In a casserole dish or heavy bottomed pan add 1 tbsp olive oil over a low heat. Add the onions, carrots and leeks and stir to help them soften, do not burn or brown. Cook for 5 minutes or so, then add the bay leaves, thyme, oregano and stir for a few more minutes.

Add the stock or water, potatoes, beans and tomatoes and bring to a simmer, then cover and cook on low for 1 -2 hours to allow the flavours to develop. While the soup is cooking, whizz up all the ingredients for the pesto in your blender until desired consistency (i like mine slightly textured) you could also do it in a pestle and mortar if you prefer. Put your pasta on to cook following the instructions on the packet.

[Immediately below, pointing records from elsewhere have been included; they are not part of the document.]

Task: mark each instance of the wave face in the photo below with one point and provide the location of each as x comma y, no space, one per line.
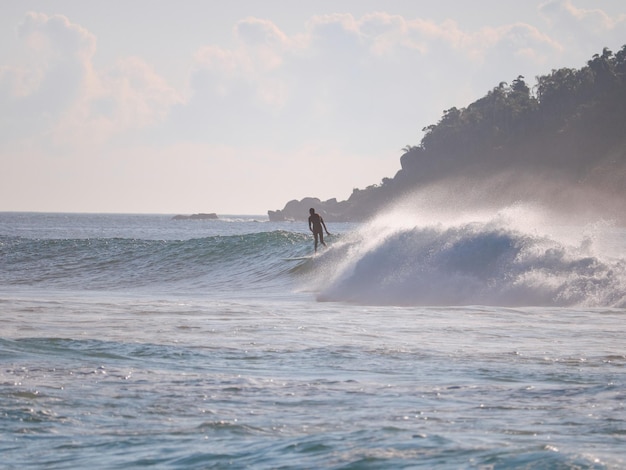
249,261
487,262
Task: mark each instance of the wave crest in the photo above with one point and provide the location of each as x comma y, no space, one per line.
480,263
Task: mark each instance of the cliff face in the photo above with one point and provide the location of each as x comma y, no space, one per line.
563,147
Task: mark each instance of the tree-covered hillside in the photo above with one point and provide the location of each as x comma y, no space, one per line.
561,143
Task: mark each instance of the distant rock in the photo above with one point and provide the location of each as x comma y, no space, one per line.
200,216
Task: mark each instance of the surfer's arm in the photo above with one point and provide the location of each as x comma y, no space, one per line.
322,220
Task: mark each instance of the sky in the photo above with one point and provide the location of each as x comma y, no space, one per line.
151,106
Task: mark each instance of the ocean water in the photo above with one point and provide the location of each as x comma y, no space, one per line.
483,342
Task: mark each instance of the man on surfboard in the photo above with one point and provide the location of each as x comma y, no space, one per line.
315,225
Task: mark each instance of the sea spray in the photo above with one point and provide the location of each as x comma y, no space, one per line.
504,260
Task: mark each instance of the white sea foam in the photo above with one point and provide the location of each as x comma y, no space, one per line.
513,257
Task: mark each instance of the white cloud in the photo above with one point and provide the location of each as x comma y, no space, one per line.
565,13
314,112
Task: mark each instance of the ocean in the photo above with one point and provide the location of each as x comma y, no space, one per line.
489,341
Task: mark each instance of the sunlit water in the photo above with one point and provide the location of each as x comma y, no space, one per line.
137,341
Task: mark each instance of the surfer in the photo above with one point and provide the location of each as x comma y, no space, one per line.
315,225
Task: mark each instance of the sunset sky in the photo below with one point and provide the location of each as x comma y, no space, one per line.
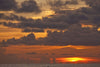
71,28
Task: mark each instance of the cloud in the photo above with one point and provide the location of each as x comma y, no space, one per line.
29,6
57,5
32,30
6,5
76,35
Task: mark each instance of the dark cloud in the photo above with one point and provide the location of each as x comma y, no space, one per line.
29,6
76,35
57,5
6,5
95,4
32,30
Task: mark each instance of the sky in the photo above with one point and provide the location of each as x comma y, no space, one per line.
71,26
49,18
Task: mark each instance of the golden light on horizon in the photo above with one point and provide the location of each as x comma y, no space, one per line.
75,60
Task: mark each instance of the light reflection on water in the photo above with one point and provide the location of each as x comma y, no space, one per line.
42,55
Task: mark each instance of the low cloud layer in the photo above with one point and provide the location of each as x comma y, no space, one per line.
26,6
29,6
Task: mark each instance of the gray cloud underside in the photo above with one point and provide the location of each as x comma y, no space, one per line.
74,36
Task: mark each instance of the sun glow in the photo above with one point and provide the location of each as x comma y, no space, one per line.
74,60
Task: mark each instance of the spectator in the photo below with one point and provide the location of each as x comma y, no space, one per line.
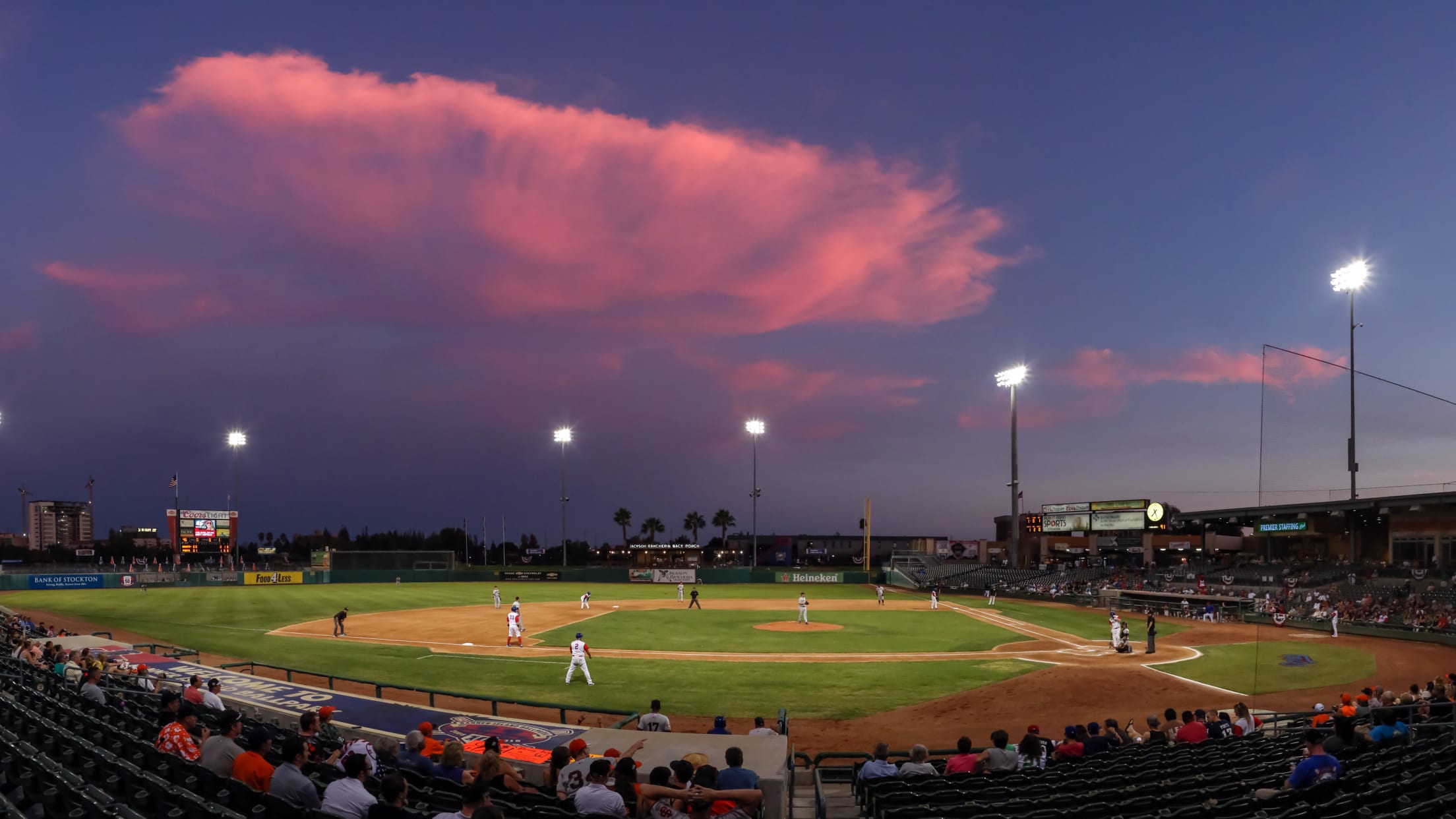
168,713
1242,720
1193,731
452,762
1317,767
574,774
194,691
347,797
411,760
433,746
499,773
1031,754
625,783
1389,727
918,766
212,698
251,767
328,732
220,750
998,757
289,781
737,777
759,729
594,796
473,802
654,720
91,688
878,767
177,737
394,793
1345,737
964,761
1070,748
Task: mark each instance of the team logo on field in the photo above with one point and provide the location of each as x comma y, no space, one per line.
510,732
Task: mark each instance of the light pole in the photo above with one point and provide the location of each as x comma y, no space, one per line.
236,440
754,427
1010,379
1350,279
562,438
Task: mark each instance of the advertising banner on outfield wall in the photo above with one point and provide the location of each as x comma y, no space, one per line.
508,574
273,578
65,582
808,576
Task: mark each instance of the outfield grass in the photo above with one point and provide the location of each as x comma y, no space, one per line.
676,630
1257,668
1089,624
233,621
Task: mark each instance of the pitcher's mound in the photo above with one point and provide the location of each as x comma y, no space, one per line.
794,626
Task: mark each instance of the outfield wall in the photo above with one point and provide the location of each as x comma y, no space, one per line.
82,579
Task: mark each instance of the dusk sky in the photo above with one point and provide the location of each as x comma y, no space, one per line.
400,244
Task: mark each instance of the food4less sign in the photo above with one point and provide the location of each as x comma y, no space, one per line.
810,578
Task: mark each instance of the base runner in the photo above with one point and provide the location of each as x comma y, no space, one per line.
580,653
513,627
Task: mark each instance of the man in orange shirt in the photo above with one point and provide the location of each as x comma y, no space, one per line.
177,737
433,746
251,768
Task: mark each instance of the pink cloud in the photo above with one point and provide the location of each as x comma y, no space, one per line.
19,337
522,212
1104,369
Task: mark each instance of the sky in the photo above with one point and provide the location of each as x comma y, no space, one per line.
398,245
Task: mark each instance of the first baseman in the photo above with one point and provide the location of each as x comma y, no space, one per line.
578,657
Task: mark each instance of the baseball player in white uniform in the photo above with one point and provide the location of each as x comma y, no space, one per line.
513,627
578,657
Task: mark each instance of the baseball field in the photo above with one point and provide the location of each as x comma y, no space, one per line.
859,669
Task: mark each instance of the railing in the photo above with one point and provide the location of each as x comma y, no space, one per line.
433,692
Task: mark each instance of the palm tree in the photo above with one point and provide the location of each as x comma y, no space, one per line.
694,522
652,528
724,519
624,518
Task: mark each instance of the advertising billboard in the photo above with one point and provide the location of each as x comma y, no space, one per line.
1114,521
273,578
1066,522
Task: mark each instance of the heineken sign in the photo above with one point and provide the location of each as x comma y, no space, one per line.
1283,528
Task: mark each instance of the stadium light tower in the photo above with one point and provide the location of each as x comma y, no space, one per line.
754,427
1010,379
235,440
562,436
1350,279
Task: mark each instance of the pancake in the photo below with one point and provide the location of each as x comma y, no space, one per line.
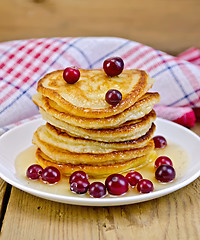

When the soup is ready, mash a few of the potatoes with a fork against the side of the pan to create a lovely thick soup. Season with the salt to taste. Add the parsley and tear the basil into smaller pieces and stir through. Ladle the soup into bowls and then add a glug of good Extra Virgin Olive Oil into each bowl along with a handful of pasta and a dollop of homemade pesto.